The three finalists for BBC Young Musician 2018 are cooler than three cucumbers in a freezer in an igloo during the last ice age.
Two of them have never played with an orchestra before and two of them have major exams next week – but they were all remarkably relaxed when we caught up with them at rehearsals on Thursday.
Perhaps it’s because all three – saxophonist Robert Burton, cellist Maxim Calver and pianist Lauren Zhang – have been preparing for this moment for their entire lives.
Maxim left home at the age of eight to study at the Yehudi Menuhin School, while Lauren’s family moved from the US so she could attend the Birmingham Junior Conservatoire.
They each battled through their respective categories earlier this year to reach Sunday’s grand final, where they’ll perform a concerto of their choice, accompanied by the City of Birmingham Symphony Orchestra.
“We decided on the three finalists because they all were just incredibly, intelligently musical,” says Kerry Andrew, chair of the judges.
“They just had incredible maturity and assurance.”
MAXIM CALVER – Cello
Max Calver was playing string instruments before most of us learn to read or write.
“I honestly cannot remember the exact age I started playing,” he says, reckoning that he was “about three and a half” when he first picked up a violin, before falling in love with the cello.
“The highest [notes] are close to the human voice. Then down low it’s really bassy and meaty. I feel it’s got the perfect balance,” he says.

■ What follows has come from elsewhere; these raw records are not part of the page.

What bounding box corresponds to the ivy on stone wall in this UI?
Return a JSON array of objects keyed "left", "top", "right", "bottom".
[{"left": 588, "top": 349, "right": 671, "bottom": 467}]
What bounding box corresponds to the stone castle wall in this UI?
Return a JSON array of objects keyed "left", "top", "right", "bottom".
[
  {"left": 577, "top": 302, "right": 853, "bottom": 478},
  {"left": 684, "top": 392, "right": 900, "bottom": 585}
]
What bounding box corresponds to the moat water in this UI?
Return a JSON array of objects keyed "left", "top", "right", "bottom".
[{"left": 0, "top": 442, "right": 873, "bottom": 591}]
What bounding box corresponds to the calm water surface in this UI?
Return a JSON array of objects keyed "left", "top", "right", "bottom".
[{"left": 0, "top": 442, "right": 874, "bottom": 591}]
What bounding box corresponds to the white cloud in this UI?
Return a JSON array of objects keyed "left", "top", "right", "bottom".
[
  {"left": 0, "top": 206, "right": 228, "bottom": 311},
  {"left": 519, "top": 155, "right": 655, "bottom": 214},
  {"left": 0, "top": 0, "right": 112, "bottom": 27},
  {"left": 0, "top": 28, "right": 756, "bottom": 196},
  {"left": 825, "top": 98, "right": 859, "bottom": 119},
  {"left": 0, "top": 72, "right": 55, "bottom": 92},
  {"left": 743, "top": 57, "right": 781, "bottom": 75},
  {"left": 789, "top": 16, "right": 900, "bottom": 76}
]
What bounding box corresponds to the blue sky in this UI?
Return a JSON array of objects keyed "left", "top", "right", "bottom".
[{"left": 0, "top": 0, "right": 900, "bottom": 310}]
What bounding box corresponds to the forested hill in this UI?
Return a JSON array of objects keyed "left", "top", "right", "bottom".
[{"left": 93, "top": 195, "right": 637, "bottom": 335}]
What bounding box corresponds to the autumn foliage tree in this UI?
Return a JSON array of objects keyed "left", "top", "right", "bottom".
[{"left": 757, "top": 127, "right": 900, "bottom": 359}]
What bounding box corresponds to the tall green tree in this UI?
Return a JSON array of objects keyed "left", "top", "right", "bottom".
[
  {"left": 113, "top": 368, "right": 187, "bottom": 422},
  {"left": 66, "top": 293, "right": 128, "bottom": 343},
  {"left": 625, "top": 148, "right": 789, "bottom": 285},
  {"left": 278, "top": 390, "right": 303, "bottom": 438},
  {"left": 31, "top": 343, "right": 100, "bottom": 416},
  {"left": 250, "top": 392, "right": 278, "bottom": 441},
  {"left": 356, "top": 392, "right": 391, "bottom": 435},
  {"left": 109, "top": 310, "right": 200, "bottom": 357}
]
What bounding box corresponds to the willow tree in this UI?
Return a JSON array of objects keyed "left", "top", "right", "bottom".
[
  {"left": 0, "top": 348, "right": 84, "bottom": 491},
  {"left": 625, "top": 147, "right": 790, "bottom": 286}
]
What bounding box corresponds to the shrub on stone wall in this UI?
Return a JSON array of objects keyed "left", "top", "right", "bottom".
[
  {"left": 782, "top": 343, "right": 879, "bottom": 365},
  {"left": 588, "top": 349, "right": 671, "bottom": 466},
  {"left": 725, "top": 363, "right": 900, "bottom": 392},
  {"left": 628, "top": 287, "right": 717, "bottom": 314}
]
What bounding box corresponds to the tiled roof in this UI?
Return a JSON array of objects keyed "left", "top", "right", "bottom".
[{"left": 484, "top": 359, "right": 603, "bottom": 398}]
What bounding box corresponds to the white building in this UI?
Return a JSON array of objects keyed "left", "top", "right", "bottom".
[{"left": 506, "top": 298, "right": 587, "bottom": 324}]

By the time he was eight, Max had been accepted into the Yehudi Menuhin School in Surrey, which meant moving out of his parents’ home in Gorleston-on-Sea in Norfolk.
“When I first went to school, it was quite difficult.” he recalls. “I saw my parents every weekend. They used to drive up, take me home and drive me back, so it was quite long hours in the car – but it’s really made me grow as a musician.”
Now 18, he’s been balancing rehearsals for the grand final (where he’ll play Tchaikovsky’s Rococo Variations) with preparations for his A-Levels.
“I have to say there’s been more practice than revision,” he admits.
LAUREN ZHANG – Piano
Lauren has a home advantage. Not only is the Young Musician final taking place in her home town, but she’s played at the CBSO Centre before with the Birmingham Junior Conservatoire.
Born in Albuquerque, New Mexico, Lauren applied for the Conservatoire in 2010 while her mother, Hui, was taking a sabbatical year in Birmingham.
Although they planned to return to the US, Lauren’s experiences at the school encouraged the family to stay put.
“It’s a really warm, supportive environment,” says the 16-year-old. “You can tell everyone there really loves what they’re doing”.
As well as being an accomplished pianist, Lauren also fences and studies violin (“I picked up violin because I needed to do something more social, like joining orchestras,” she explains).
On Sunday night, she’ll play Prokofiev’s Piano Concerto No 2, a piece she chose because it balances “lyrical, elegant” melodies with moments that are more “grotesque or bizarre”.
But if she wins, Lauren won’t have much time to celebrate – she starts her GCSE exams on Tuesday.
ROB BURTON – Saxophone
When Rob Burton was told he’d made it through to the final of BBC Young Musician, he clasped his hands to his face in disbelief.
“It just feels so surreal,” he says as the big day looms. “It’s something I never thought I’d be doing.”
In fact, the teenager was so confident he’d be eliminated that he didn’t start practising the piece he’ll perform on Sunday – Paul Creston’s Saxophone Concerto – until his place was secured.
“I chose something thinking I wouldn’t have to do it,” he admits. “It’s constantly on my mind [now], so it’ll be lovely to play it.”
This year’s oldest competitor, the 18-year-old grew up in Cambridgeshire on his family’s farm, but was seduced by music early on.
“When I was five I started playing recorder at primary school,” he recalls. “As my friends started to drop out of lessons, I was the one who kept going.”
He picked up the saxophone when he was nine and now practises for seven or eight hours a day at the Royal Academy of Music.
“I love the saxophone because I just find it so exciting,” he says. “It can produce so many different colours. It has such a richness but also beauty and power.”